Objectives In this early retrospective cohort study, a total of 26 patients with SARS-CoV-2 were treated with bamlanivimab or casirivimab/imdevimab, and the reduction of the viral load associated with the developed clinical symptoms was analyzed.
Methods: Patients in the intervention groups received bamlanivimab or casirivimab/imdevimab. Patients without treatment served as control. Outcomes were assessed by clinical symptoms and change in log viral load from baseline based on the cycle threshold over a period of 18 days.

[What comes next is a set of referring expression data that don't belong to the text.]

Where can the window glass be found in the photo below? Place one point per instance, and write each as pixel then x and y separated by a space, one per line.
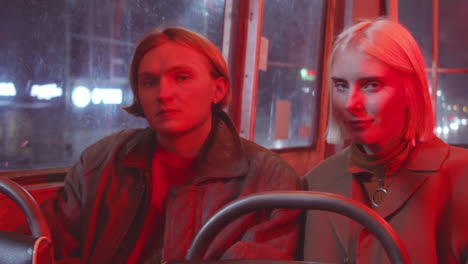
pixel 416 15
pixel 288 84
pixel 453 40
pixel 63 71
pixel 452 108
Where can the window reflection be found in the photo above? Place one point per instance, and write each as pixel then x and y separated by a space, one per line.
pixel 288 88
pixel 63 70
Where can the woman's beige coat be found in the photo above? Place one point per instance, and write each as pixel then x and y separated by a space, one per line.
pixel 427 205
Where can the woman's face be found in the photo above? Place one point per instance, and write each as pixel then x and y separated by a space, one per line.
pixel 176 90
pixel 368 98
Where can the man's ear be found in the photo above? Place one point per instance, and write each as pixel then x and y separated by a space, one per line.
pixel 221 89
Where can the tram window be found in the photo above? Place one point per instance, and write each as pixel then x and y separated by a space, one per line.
pixel 63 71
pixel 288 84
pixel 447 60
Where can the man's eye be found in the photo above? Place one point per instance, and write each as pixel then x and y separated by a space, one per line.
pixel 340 86
pixel 181 77
pixel 372 86
pixel 148 83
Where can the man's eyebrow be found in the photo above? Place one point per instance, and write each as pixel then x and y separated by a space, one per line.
pixel 336 79
pixel 146 74
pixel 366 78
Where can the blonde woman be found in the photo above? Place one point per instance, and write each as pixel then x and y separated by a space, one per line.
pixel 380 102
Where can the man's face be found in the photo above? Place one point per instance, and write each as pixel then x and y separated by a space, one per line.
pixel 176 90
pixel 368 98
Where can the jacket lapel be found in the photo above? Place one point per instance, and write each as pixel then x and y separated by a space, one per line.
pixel 423 161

Results: Median log viral load decline was higher in both intervention groups after 3 and 6 days compared to control. However, at later time points, the decline of the viral load was more distinct in the control group. Mild symptoms of COVID-19 were observed in 6.3% of the intervention groups and in no patient of the control. No patients treated with bamlanivimab, 18.8% treated with casirivimab/imdevimab, and 14.2% in the control group developed moderate symptoms. Severe symptoms were recorded only in the control group (14.2%), including one related death.
Conclusion: Treatment with monoclonal SARS-CoV-2 antibodies seems to accelerate decline of virus loads, especially in the first 6 days after administration, compared to control. This may be associated with a reduced likeliness of a severe course of COVID-19.